В «Досках судьбы» можно найти множество образов, в которых Хлебникову представали занимавшие его числа и числовые соотношения, для него воплощавшие законы истории. Предположенное им различие между уравнениями пространства, где «показатель степени не может быть больше 3», и уравнениями времени, где «подстеленное количество не может быть больше 3», он описывает зрительными образами: «Похожие на дерево уравнения времени, простые как ствол в основании, и гибкие и живущие сложной жизнью ветвями своих степеней, где сосредоточен мозг и живая душа уравнений, казались перевернутыми уравнениями пространства, где громадное число основания увенчано или единицей, двойкой, или тройкой, но не далее. Это два обратных движения в одном протяжении счета, решил я. Я видел их зрительно: горы, громадные глыбы основания, на которых присела отдыхать птица степени, птица сознания для пространства. И точно тонкие стволы деревьев, ветки с цветами и живыми птицами, порхающими по ним, казалось время».

Пытаясь осмыслить в духе своих числовых выкладок законы небесной механики, Хлебников писал: «Это уравнение очень красиво, если его написать цепями нисходящих степеней троек. Закономерно уходящие показатели своими головками кивают на ковыль, как верхушки трав и волнуются ржаными полями чисел, какой-то рожью троек. Напишем цепями троек наш закон, чтобы получить зрительную радость при виде этих бесконечных цепей, стройных колосьев чисел». Хотя отчасти такие метафорические описания уравнений и представляют собой дань стилистике научной прозы позднего Хлебникова, нельзя сомневаться, что эстетическое зрительное переживание чисел и уравнений было у него непосредственным.

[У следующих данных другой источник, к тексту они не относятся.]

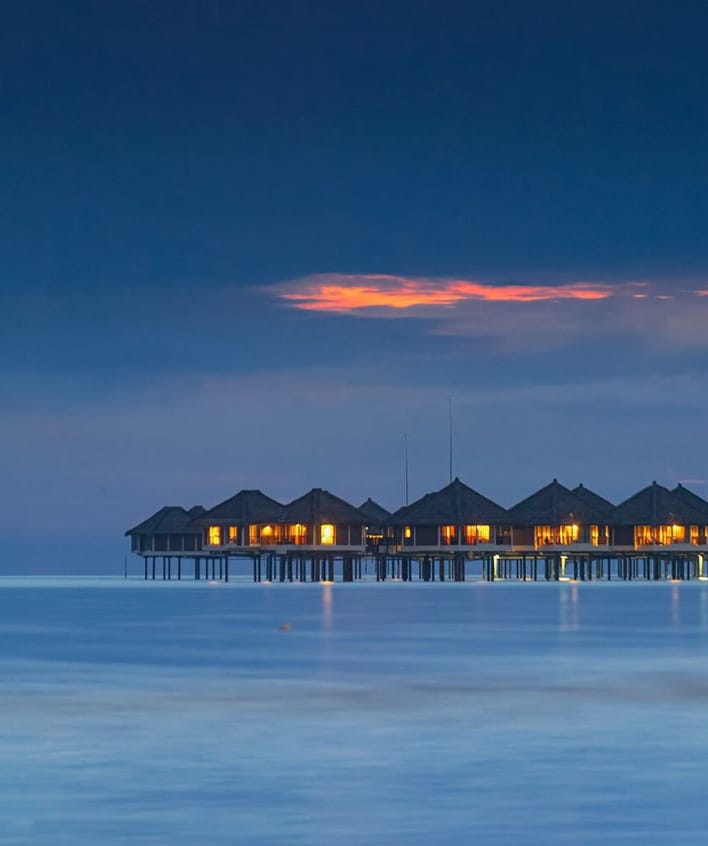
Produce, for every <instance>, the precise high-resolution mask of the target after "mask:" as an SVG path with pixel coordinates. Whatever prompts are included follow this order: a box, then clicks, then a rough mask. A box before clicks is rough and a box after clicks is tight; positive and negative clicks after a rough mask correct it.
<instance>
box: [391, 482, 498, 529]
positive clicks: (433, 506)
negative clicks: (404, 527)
mask: <svg viewBox="0 0 708 846" xmlns="http://www.w3.org/2000/svg"><path fill="white" fill-rule="evenodd" d="M387 522H388V525H390V526H445V525H449V526H466V525H476V524H481V525H487V524H489V525H500V524H504V523H508V522H509V518H508V516H507V512H506V509H504V508H502V507H501V505H497V504H496V502H492V500H491V499H487V497H486V496H482V494H480V493H477V491H475V490H472V488H470V487H468V486H467V485H465V484H464V483H463V482H461V481H460V480H459V479H457V478H456V479H455V480H454V481H452V482H450V484H449V485H446V486H445V487H444V488H441V489H440V490H439V491H435V492H434V493H429V494H426V495H425V496H423V497H421V498H420V499H418V500H416V501H415V502H413V503H411V504H410V505H404V506H403V508H399V509H398V511H396V512H394V514H393V515H392V517H391V519H390V520H388V521H387Z"/></svg>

Мы уже говорили, что увлечение языком чисел можно было бы в какой-то мере считать предвосхищением того времени, когда информация в вычислительных машинах стала использоваться именно в числовой форме. Но по поводу компьютеров, по мере их распространения в Америке, все чаще высказывают опасения, что, пользуясь только полученными с их помощью сведениями, люди окажутся лишенными конкретных представлений о вещах и событиях.

Не о том ли думал и Хлебников, когда писал в четверостишии, из ранней его поэмы перенесенном в «Зангези»:

 
Если кто сетку из чисел
Набросил на мир,
Разве он ум наш возвысил?
Нет, стал наш ум еще более сир!
 

Но сетка чисел может оказаться и спасительной, когда они предохраняют от гибели. Он изучал под этим прикрытием

 
Столетия за сеткой чисел,
Как будто от ужала пчел.
 

В этом смысле хлебниковское восприятие чисел противоположно тому, которое могло бы оказаться характерным для кибернетического века. Для него числа – это как бы особая область природы. Их можно наблюдать, они доступны взору, они внушают восторг, радость, страх. Поэтому наблюдение чисел – для него наука опытная, не просто занятие «числяра».

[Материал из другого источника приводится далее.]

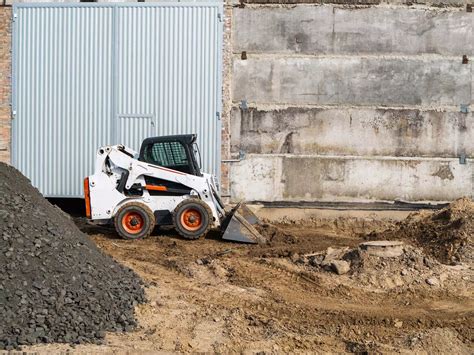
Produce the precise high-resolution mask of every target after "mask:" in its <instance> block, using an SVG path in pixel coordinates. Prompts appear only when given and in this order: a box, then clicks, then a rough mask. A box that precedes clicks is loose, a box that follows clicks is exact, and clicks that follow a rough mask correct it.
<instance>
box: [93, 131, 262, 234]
mask: <svg viewBox="0 0 474 355" xmlns="http://www.w3.org/2000/svg"><path fill="white" fill-rule="evenodd" d="M195 142H196V135H194V134H189V135H178V136H163V137H154V138H147V139H145V140H144V141H143V143H142V146H141V148H140V152H139V153H138V152H135V151H134V150H132V149H130V148H127V147H124V146H123V145H114V146H105V147H101V148H99V150H98V151H97V157H96V164H95V173H94V174H93V175H91V176H89V177H86V178H85V179H84V195H85V201H86V215H87V217H88V218H89V219H90V220H91V221H92V222H94V223H96V224H111V223H113V224H114V226H115V229H116V231H117V233H118V234H119V235H120V236H121V237H123V238H126V239H138V238H145V237H147V236H149V235H150V233H151V232H152V230H153V228H154V227H155V225H173V226H174V228H175V229H176V231H177V232H178V233H179V234H180V235H181V236H183V237H184V238H187V239H198V238H200V237H201V236H204V235H206V234H207V232H208V231H209V230H210V229H212V228H215V229H219V230H221V231H222V232H223V233H222V238H223V239H227V240H233V241H238V242H244V243H264V242H265V239H264V238H263V236H262V235H261V234H260V233H259V232H258V231H257V230H256V229H255V227H253V225H254V224H256V223H258V220H257V218H256V216H255V215H254V214H253V213H252V212H251V211H250V210H249V209H248V207H246V206H245V205H243V204H239V205H238V206H236V207H235V208H233V209H232V210H230V211H228V212H227V211H226V210H225V208H224V205H223V203H222V201H221V199H220V197H219V187H218V183H217V179H216V178H215V177H214V176H213V175H211V174H206V173H202V172H201V171H200V164H198V159H197V158H199V160H200V154H199V149H198V147H197V144H196V143H195ZM196 155H197V156H196Z"/></svg>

В свете современных представлений о функциях полушарий мозга то восприятие чисел, которое было у Рамануджана, Хлебникова, Шерешевского, можно было бы считать преимущественно правополушарным. В отличие от логического алгоритмического представления о числе как элементе строящейся последовательности, которое присуще левому полушарию, правое полушарие оперирует с числами как с образами. Это самая древняя стратегия обращения человека с числами, намного предшествовавшая позднейшей математике. Из нее выросло древнекитайское и древнеиндийское обращение с образами чисел как с отмычками для постижения всего мироздания (сейчас это называют «нумерологией»). В этой стратегии угадываются первые шаги понимания чисел, без которых и последующее построение логической теории, доказывающей теоремы, было бы невозможно. Как это случалось и в других областях работы мысли, поэзии, и ее носителю – Хлебникову – более созвучны были именно ранние этапы становления знания, еще основанные на образном мышлении.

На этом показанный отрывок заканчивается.